In the early 1980's parenteral
third generation cephalosporins changed the hospital use of
antibiotics. The MICs of these
cephalosporins are several dozen times lower than those of first or
second generation cephalosporins for Enterobacteriaceae and they are much more
beta-lactamase stable than
second generation cephalosporins. After years of research, is has finally been possible to develop orally active compounds possessing the same antibacterial activity as parenteral
third generation cephalosporins, either through the use of
prodrugs, or by modifying the molecular structure of drugs.

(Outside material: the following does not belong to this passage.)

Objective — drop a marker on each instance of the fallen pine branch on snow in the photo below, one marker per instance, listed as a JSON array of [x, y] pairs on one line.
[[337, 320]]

Cefixime is an example of the latter. The vinyl group at the 3-position of the cephem nucleus is responsible for the intestinal absorption of the intact molecule, primarily by a carrier-mediated transport mechanism. The
aminothiazole ring and the R-oxyimino group on the side-chain at the 7-position are associated with an antibacterial activity similar to that of
third generation cephalosporins. Thousands of adults have been treated by
cefixime for lower respiratory tract, ear-nose-throat and
urinary tract infections, showing that
cefixime is a safe and effective
antimicrobial agent. The major clinical indications for
cefixime in adults are bronchial and pulmonary
infections, acute
otitis or
sinusitis, acute
pyelonephritis with no underlying uropathy, and complicated or uncomplicated lower
urinary tract infections excluding
prostatitis. In all cases, the dosage is 200 mg b.i.d.